Chapter 2 : GLORY DAYS


"Well time slips away
And leaves you with nothing mister but
Boring stories of glory days"

- Bruce Springsteen

       “Looking like another sunny day, you know I see some rain clouds coming down across the lake but then I see the sun so it’s all good. All is well, remember back in the 80’s when everyday was sunny? Those were the days, coming up next we have a fresh cut for you. From 1984 it’s Bruce Springsteen with Glory Days!”

       A voice droned from the radio, Ellie switched it off with a heavy sigh. “Once more people misunderstand the meaning of the song”, her eyes slowly darted around as she drove.

       Up ahead where two tall apartment buildings connected by a skywalk overhead. Between the buildings was a small area were old folks sat around, wheeling themselves about and discussing the latest drama. Who’s moving out, who’s moving in, who’s kid is doing what.

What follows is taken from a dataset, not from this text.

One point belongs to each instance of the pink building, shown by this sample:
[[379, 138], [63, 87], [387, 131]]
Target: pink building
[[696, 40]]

       Ellie parked her 92’ Chevy Impala and rolled out the door. The old black car was long and well driven. It had been Ellie’s car since she first started driving and in that time it’d seen a few mishaps. Mostly involving hitting poles and tapping parking cars during risky back outs due to its boat like size. But Ellie still loved the car.
       She walked with her eyes downward, the apartments here where often dingy and the tenants ranged from heavy drug abusers, down on their luck senior citizens and a bit of everything in-between. It was city Housing, where tenants would pay a fixed rate based on their annual income.

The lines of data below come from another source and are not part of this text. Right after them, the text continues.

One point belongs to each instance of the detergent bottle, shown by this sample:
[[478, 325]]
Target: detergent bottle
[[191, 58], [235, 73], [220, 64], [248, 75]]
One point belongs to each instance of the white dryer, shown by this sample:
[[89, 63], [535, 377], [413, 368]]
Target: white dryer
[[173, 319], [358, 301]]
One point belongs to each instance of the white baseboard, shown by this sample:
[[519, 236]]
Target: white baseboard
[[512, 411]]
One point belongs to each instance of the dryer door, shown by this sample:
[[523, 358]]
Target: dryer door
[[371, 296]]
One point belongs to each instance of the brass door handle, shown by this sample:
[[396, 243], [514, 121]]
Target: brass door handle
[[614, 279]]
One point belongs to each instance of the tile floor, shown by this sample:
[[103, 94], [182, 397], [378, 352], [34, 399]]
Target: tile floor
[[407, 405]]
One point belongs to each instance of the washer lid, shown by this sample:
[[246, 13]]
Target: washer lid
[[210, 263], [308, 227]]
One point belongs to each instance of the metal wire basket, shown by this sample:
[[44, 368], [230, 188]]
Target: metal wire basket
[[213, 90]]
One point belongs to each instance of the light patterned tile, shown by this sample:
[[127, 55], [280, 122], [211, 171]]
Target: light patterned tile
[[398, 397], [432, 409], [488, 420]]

       As Ellie walked by the smoking area she was greeted pleasantly by the group of old ladies, “Good afternoon honey”, one of them spoke with a smile.

       Ellie nodded her head, “Hello”.

       “Goodness what a pretty young lady, she reminds me of my Grand Daughter!”, a brunette lady seated on her walker recollected as Ellie walked towards the entrance.

       “Which Grand Daughter? The one who stole all your money and served 18 months in prison?”, a bitter wrinkly lady fired back.

       “Oh Heavens”, the brunette replied as she lit another cigarette.

       Ellie greeted a duo of youth in sweaters in the entrance as she buzzed in the number 28. After a few seconds a voice chimed through “Who speak?”.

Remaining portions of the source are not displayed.